Yext wasn’t quite a unicorn as a private software company. After its first day trading on the New York Stock Exchange, it’s even better: a $1 billion public one instead.
Yext drew healthy interest from investors on its first day of trading on Thursday, with shares trading as high as $14.25 after pricing at $11 for its IPO. Shares were up 25% as of 2:15 pm, boosting the market capitalization of the company to more than $1.1 billion. At the company’s last fundraise in 2014, it had been valued at $525 million, according to data from PitchBook.
After Okta’s IPO last week and compared to other recent tech exits such as AppDynamics’ $3.7 billion acquisition by Cisco and the IPOs for Mulesoft and Snap, Yext’s public offering was more meager in scale. The company lost $43 million on revenue of $124 million in its past fiscal year, five years since CEO Howard Lerman repurposed the company, selling its previous and profitable advertising business to IAC for $30 million to focus on helping companies track their digital identities across the Web. Today Yext works with customers to manage their digital listings across more than 100 third-party providers such as Apple’s iOS, Google search and Facebook.
While some tech companies have shunned the public markets for the structure and accountability to investors and a quarterly earnings cycle that listing brings, Lerman says that the move made since for Yext given the nature of its revenue model and customer base. As a subscription software business, Yext already has clear visibility into its revenue growth and billings for the foreseeable future, the cofounder says; with financial services a major customer base, Yext also already needed auditing on par with the IPO process.

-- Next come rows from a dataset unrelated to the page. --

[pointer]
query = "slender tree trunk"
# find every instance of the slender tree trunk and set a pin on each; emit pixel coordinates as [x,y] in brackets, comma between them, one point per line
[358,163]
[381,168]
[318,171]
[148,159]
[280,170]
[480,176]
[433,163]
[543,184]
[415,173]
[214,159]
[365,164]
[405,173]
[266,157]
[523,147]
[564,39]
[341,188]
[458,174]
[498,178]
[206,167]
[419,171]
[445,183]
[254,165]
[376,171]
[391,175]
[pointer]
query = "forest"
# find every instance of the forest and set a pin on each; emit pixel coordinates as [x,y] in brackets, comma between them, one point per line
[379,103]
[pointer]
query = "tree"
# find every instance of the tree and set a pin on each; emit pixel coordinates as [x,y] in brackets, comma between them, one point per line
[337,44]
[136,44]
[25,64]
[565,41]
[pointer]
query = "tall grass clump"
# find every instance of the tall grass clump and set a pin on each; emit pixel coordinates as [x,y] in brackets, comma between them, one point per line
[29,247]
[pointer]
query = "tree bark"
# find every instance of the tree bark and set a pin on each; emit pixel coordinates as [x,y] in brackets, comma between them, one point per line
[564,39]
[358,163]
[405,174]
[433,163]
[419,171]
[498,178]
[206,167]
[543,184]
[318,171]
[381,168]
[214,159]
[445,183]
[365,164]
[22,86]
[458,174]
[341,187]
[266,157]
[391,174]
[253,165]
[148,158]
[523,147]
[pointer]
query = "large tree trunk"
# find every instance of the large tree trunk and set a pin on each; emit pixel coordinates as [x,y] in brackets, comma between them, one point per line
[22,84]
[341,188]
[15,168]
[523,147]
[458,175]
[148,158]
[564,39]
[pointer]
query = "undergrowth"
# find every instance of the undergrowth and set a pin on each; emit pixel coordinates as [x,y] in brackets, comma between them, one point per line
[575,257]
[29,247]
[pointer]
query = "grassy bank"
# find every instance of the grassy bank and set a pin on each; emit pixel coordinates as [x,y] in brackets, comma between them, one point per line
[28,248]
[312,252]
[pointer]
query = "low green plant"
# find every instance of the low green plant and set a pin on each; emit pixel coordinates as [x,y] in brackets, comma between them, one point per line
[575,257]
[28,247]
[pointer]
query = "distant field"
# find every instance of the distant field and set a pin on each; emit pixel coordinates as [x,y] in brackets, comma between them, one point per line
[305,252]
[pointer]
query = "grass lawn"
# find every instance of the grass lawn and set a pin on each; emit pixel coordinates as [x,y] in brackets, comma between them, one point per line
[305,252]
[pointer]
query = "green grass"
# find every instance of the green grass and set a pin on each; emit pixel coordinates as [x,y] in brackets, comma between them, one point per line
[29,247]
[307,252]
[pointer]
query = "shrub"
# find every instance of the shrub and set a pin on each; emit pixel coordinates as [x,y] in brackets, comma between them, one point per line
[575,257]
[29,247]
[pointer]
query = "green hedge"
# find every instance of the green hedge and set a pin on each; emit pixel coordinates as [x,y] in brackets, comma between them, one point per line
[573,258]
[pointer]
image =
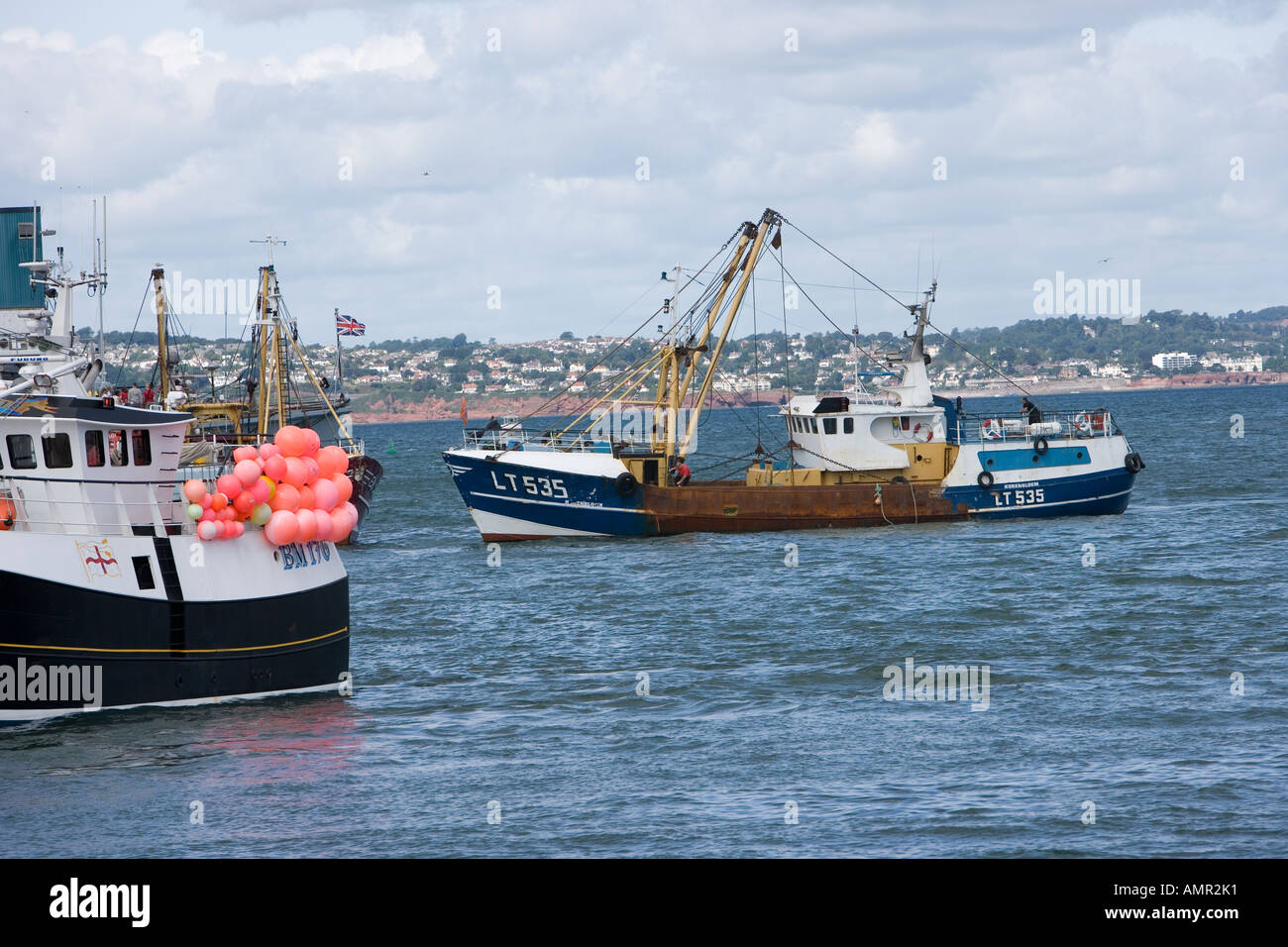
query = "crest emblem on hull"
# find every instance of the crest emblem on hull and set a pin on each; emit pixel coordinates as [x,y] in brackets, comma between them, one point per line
[99,561]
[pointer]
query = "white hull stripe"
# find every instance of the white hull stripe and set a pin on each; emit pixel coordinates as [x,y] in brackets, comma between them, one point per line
[1044,505]
[555,502]
[22,715]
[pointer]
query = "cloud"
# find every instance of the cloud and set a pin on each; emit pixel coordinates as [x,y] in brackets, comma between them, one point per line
[410,167]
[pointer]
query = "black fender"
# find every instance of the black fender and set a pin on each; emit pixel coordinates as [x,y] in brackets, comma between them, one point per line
[626,483]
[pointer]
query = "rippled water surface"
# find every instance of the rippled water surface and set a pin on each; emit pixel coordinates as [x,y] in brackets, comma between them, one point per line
[513,689]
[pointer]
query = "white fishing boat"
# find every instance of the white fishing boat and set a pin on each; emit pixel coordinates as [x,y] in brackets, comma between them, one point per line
[108,596]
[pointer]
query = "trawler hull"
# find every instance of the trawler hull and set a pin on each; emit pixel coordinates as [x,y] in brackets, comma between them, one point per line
[77,639]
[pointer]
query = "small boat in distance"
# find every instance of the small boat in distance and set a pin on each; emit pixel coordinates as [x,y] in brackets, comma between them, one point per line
[900,455]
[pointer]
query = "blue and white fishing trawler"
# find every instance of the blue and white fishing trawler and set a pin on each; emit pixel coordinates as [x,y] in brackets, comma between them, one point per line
[897,455]
[107,595]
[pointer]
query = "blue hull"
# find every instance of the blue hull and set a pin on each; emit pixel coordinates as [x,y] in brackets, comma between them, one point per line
[511,501]
[1085,495]
[550,499]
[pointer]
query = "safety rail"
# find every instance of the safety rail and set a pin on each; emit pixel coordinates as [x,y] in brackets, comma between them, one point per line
[1067,424]
[101,508]
[513,440]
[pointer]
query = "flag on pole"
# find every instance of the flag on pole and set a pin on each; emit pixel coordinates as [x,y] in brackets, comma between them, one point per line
[347,325]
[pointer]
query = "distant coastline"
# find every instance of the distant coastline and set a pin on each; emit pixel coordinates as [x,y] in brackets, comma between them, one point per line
[480,408]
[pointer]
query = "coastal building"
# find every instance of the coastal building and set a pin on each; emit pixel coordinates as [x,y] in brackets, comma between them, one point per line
[1173,361]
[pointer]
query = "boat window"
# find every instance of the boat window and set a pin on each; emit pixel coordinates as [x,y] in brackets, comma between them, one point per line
[142,447]
[22,451]
[94,447]
[116,449]
[58,450]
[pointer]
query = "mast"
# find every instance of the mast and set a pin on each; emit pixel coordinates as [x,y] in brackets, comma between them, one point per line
[748,266]
[339,365]
[262,350]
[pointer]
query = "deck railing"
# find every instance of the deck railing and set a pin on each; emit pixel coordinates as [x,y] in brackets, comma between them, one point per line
[1067,424]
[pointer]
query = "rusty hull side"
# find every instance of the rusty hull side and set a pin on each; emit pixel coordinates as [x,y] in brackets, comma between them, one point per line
[733,506]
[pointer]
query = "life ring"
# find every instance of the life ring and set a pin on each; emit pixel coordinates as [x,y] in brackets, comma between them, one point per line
[626,483]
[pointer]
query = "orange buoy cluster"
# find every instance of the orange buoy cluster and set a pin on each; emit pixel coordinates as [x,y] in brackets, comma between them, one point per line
[294,488]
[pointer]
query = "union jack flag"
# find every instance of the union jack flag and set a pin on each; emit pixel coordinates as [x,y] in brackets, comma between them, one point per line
[347,325]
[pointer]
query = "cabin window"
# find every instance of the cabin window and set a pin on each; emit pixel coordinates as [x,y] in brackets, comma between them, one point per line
[22,451]
[56,450]
[94,455]
[142,447]
[116,449]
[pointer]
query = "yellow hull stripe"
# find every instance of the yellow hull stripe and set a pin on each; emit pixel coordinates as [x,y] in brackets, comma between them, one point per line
[174,651]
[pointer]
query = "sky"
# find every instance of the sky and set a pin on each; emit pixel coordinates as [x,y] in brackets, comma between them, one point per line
[513,170]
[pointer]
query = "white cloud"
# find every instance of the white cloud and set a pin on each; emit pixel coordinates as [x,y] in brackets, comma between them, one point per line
[1055,158]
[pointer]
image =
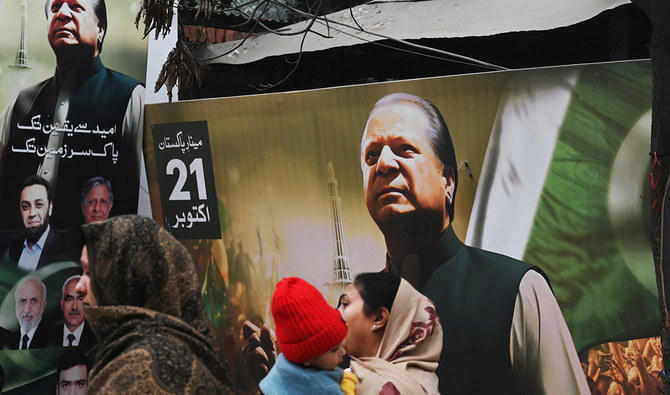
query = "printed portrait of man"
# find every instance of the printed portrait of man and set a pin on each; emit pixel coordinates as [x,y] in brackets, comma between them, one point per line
[74,331]
[84,121]
[72,373]
[31,301]
[97,199]
[38,245]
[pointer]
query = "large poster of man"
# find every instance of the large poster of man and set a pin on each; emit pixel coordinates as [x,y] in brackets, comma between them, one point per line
[536,152]
[71,124]
[72,111]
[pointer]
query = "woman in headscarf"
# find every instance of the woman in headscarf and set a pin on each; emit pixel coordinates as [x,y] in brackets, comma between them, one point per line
[144,306]
[394,338]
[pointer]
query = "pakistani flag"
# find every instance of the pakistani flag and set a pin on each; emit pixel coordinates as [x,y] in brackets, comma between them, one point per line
[564,187]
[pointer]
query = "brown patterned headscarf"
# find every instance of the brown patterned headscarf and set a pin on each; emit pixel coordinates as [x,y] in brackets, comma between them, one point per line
[150,317]
[409,351]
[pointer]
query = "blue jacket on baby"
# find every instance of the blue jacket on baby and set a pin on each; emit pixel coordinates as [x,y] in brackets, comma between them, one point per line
[288,378]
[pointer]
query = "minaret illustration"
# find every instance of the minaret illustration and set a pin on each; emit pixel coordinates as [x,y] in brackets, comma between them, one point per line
[22,52]
[341,271]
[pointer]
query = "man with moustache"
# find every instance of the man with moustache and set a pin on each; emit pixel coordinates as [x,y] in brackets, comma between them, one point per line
[72,373]
[83,122]
[97,199]
[74,331]
[40,244]
[31,300]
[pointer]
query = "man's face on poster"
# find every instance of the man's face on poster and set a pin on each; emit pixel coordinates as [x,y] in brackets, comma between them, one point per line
[72,306]
[73,381]
[30,304]
[35,208]
[73,23]
[97,204]
[401,172]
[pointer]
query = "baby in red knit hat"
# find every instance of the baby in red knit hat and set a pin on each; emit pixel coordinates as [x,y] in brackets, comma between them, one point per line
[309,335]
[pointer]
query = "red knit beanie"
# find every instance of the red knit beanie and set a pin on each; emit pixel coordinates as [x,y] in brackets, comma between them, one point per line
[306,325]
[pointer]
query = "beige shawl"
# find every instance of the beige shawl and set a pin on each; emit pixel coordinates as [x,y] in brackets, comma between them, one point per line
[409,351]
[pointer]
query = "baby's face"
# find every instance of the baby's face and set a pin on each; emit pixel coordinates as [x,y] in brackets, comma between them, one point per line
[329,360]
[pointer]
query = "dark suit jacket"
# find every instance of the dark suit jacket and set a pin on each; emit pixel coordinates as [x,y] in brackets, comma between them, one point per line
[41,339]
[87,341]
[58,247]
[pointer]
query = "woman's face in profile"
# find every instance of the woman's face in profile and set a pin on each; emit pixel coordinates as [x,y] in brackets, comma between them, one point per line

Still, for a company more five-years-old than its formal founding in 2006 would imply, Yext jumped into the public markets earlier than many of its peers today. The company likely could’ve raised more private capital on par with the more than $100 million it’s taken in from the IPO, without the complexity of navigating the public markets. For Lerman, the reason to still go public is something of a throwback to earlier eras of quick IPOs: marketing and visibility.
“A lot of folks hadn’t heard of us before today. It’s an extraordinary marketing event,” Lerman says. “This is a winner-take-all market, and this IPO gives us the credibility, capital and awareness to accelerate what we do.”
Yext is betting that it can become the leader in what its chief executive calls, somewhat grandly, “digital knowledge management.” With micro-services booming to help us find the answers to questions from where to eat, how to find the right expert for a problem or when a business opens, Yext wants to be the layer of common information that ensures a business’s correct information is conveyed the same across Google, a phone app or over Siri and Alexa. “We are moving toward structured answers,” says Lerman. That means not just what SUVs might be available, but the mid-sized ones in a certain geographic radius, or orthopedists in one neighborhood who take the right health insurance. When you Google an Arby’s nearby, Yext pulls up the correct menu for that location behind the scenes.
It all sounds a little like Pied Piper’s early pitch in the HBO show ‘Silicon Valley,’ to own the pipes that the leading consumer-facing services use—the cliche of providing the picks and shovels during a gold rush, not prospecting one’s self. That helps explain why even as Lerman touts a $10 billion-plus total market that he’s chasing, he recognizes that speed is of the essence. While other software companies shy away from pursuing growth at all costs, Lerman’s something of a throwback there, too, arguing that his company’s spending it largely on sales and marketing it can turn off as need be, with many recent hires from late last year not yet to make their mark on the balance sheet. “We wanted to get out there and win,” he says.